Important information - the value of investments and the income from them, can go down as well as up, so you may get back less than you invest.
Q: My Stocks and Shares ISA is reaching £85,000. Should I add further to this or are there dangers of losing some of the money?
A: It’s a really good question - and one that many investors ask as their ISA grows.
We have a really excellent page that goes into lots of detail about what we do to protect your money (it’s also got a number of helpful FAQs there as well). So do make sure you have a read of that.
But to answer your question directly, let’s unpick the first part of your question ‘My Stocks and Shares ISA is reaching £85,000’ as it might suggest there’s some kind of invisible barrier or limit to how much you can invest in an ISA. And that’s not the case. The only limit your ISA has is the annual ISA allowance (currently £20,000 per year). Your investments can keep growing tax-free well beyond £85,000.
Introducing the Financial Services Compensation Scheme
What I think you’re referring to when you’re talking about the £85,000, is the level that’s protected by the Financial Services Compensation Scheme (FSCS).
The FSCS protects up to £85,000 per person, per firm, if a financial services company were to fail (whether that’s because it’s become insolvent, gone into administration or any other reason). It’s like a safety net in the unlikely event of a firm collapse.
From 1 December 2025, the Prudential Regulation Authority (PRA) has confirmed that the cash deposit protection limit will increase from £85,000 to £120,000. This change applies to eligible cash deposits with banks, building societies and credit unions. It’s important to note that other FSCS protection categories are unchanged.
How Fidelity protects your assets
At Fidelity, your assets are kept separate from Fidelity’s own assets. This means that if anything were to happen to Fidelity, your investments would remain safe and would not form part of the company’s assets.
If Fidelity itself were ever declared in default, two separate wind-ups (a process to wrap up the business so that it can close) would take place.
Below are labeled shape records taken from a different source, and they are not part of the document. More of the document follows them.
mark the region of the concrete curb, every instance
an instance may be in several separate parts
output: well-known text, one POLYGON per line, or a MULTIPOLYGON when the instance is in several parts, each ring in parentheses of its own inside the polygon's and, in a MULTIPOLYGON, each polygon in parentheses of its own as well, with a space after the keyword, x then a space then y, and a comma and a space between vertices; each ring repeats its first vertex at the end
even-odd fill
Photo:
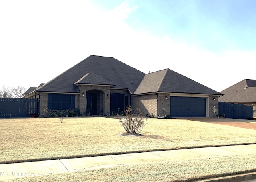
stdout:
POLYGON ((256 182, 256 172, 228 176, 210 179, 193 181, 193 182, 256 182))

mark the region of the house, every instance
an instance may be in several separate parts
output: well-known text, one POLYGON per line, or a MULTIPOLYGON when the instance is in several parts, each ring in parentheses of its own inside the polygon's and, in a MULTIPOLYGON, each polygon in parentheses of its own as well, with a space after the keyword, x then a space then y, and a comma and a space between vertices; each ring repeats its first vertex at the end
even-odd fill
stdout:
POLYGON ((256 80, 246 79, 221 92, 225 95, 219 101, 253 107, 253 116, 256 117, 256 80))
POLYGON ((26 95, 46 109, 108 115, 127 106, 144 115, 212 117, 222 95, 169 69, 145 74, 113 58, 91 55, 26 95))

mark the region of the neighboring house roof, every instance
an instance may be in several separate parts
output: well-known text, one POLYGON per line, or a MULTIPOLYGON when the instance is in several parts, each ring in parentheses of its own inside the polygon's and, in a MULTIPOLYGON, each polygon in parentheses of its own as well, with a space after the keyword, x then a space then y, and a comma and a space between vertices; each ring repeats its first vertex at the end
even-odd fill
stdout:
POLYGON ((90 84, 93 85, 112 85, 115 84, 92 73, 87 73, 74 84, 90 84))
POLYGON ((134 94, 155 92, 222 95, 170 69, 146 74, 134 94))
POLYGON ((244 79, 221 92, 219 101, 229 103, 256 102, 256 80, 244 79))
MULTIPOLYGON (((37 91, 80 93, 78 87, 74 84, 90 72, 104 78, 111 85, 115 85, 114 88, 128 88, 132 93, 145 75, 142 72, 113 57, 91 55, 38 88, 37 91)), ((96 77, 94 76, 94 78, 96 77)))

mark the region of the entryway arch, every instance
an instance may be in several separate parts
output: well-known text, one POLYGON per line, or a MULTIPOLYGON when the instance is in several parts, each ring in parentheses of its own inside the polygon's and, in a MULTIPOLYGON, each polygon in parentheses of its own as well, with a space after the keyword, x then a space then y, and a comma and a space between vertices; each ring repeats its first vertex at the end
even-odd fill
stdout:
POLYGON ((104 92, 98 90, 86 92, 86 112, 87 115, 102 115, 102 96, 104 92))

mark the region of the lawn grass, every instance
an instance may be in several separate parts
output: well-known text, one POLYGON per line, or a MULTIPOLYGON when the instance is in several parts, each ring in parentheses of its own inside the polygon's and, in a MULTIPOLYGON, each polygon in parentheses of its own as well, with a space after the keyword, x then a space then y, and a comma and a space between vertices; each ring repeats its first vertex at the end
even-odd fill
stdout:
POLYGON ((256 143, 255 130, 182 119, 149 119, 140 137, 124 137, 103 117, 0 119, 0 163, 256 143))
POLYGON ((185 182, 255 171, 255 155, 251 154, 172 160, 36 176, 6 181, 185 182))

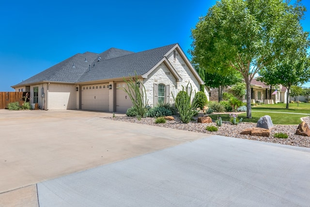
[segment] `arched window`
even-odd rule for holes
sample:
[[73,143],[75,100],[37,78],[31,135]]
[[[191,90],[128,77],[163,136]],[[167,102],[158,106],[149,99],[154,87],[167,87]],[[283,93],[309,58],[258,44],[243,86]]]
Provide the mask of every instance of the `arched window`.
[[158,84],[158,103],[165,102],[165,84]]

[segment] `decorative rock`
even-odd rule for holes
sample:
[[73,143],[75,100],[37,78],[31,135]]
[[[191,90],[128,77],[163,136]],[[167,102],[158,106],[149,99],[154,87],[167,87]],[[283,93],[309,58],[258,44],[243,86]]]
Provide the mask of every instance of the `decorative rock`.
[[305,122],[301,123],[297,127],[296,134],[310,137],[310,128],[309,128],[308,125]]
[[261,117],[257,122],[256,127],[270,129],[273,127],[270,116],[266,115]]
[[244,129],[240,134],[248,134],[251,136],[258,136],[259,137],[269,137],[270,135],[270,131],[264,128],[254,127]]
[[173,121],[174,120],[174,118],[173,116],[165,116],[164,118],[168,121]]
[[212,123],[212,119],[210,116],[202,116],[198,118],[197,120],[199,123]]

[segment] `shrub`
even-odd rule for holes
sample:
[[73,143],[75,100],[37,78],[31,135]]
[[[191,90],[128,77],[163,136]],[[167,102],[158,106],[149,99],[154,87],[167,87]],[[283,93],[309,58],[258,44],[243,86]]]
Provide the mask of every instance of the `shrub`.
[[237,111],[246,111],[247,107],[246,106],[242,106],[237,109]]
[[199,91],[195,95],[195,97],[194,98],[196,103],[197,104],[198,107],[200,108],[201,110],[202,110],[203,107],[208,102],[208,98],[207,96],[203,92]]
[[126,111],[126,115],[127,115],[127,116],[137,116],[137,112],[134,107],[132,106],[127,109]]
[[20,107],[19,106],[19,103],[18,101],[16,102],[12,102],[9,103],[8,104],[8,109],[9,110],[14,110],[14,111],[18,111],[20,109]]
[[205,129],[208,131],[217,131],[218,130],[217,127],[215,126],[208,126]]
[[215,121],[215,123],[217,124],[217,126],[218,127],[220,127],[223,124],[223,122],[222,121],[222,118],[221,117],[218,118],[217,117],[217,119]]
[[224,112],[224,107],[219,103],[211,101],[208,103],[209,109],[212,109],[214,112]]
[[233,97],[233,95],[232,94],[229,93],[223,93],[222,96],[222,99],[225,101],[228,101],[230,98]]
[[229,121],[233,125],[237,125],[242,121],[242,118],[239,119],[237,114],[229,114]]
[[166,119],[164,117],[157,117],[155,120],[155,123],[156,124],[165,124],[166,123]]
[[25,102],[20,107],[20,109],[29,110],[31,109],[31,106],[30,102]]
[[209,108],[206,111],[206,113],[212,113],[213,112],[213,110],[212,109]]
[[156,106],[151,109],[146,113],[146,116],[150,117],[161,117],[166,116],[171,116],[172,112],[164,107]]
[[232,97],[229,99],[229,103],[232,106],[232,111],[236,111],[236,109],[242,105],[242,101],[235,97]]
[[232,107],[229,103],[228,101],[221,101],[219,102],[219,104],[223,106],[225,109],[225,111],[232,111]]
[[279,132],[275,133],[273,137],[276,138],[287,139],[289,137],[289,135],[286,133]]
[[[193,103],[190,103],[190,97],[187,92],[189,84],[189,83],[186,87],[186,91],[184,91],[183,87],[182,91],[178,93],[176,98],[174,98],[173,94],[172,95],[175,103],[175,107],[179,112],[180,120],[186,124],[189,122],[191,118],[197,112],[195,110],[197,108],[197,104],[195,99]],[[191,90],[190,94],[191,94]]]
The corporate business would be dealt with entirely separately from client money and assets - which include your investments and cash.
The FCA’s rules (known as CASS) are designed to make sure firms always have a complete record of client money and assets, and that any shortfalls are quickly corrected. In practice, the client money and assets would likely be transferred to a new provider. The costs of doing this would come from the overall client money pool, meaning all clients with cash on the platform would share the cost proportionally. Any such loss would be eligible for FSCS compensation, up to £85,000 per person.
Please note: Fidelity doesn’t ‘protect’ your investments if they fall in value. This is totally different - it’s an investment risk rather than a failure of Fidelity or a bank, and it isn’t covered by the FSCS.
What happens if one of the banks we use were to fail
When it comes to the cash you hold on the Fidelity platform, we spread it across a diversified portfolio of bank accounts with different banks. This reduces your exposure to any single bank.
If one of those banks were to fail, the impact would be shared proportionally across all clients with cash on the platform. However, the FSCS would protect up to £85,000 of the total you hold with that bank - including any money you have with that bank outside Fidelity.
Example: If you had £100,000 in cash on our platform, and 10% of our client money was held with a bank that failed, you would initially lose £10,000. But you’d be able to claim that back through the FSCS, provided you didn’t already hold more than £75,000 with that bank elsewhere.
I hope that’s answered your question. It’s a complicated area, so please don’t forget to read our dedicated page where there’s plenty more information.
Important information - investors should note that the views expressed may no longer be current and may have already been acted upon. Eligibility to invest in an ISA and tax treatment depends on personal circumstances and all tax rules may change in the future. This information is not a personal recommendation for any particular investment. If you are unsure about the suitability of an investment you should speak to one of Fidelity’s advisers or an authorised financial adviser of your choice.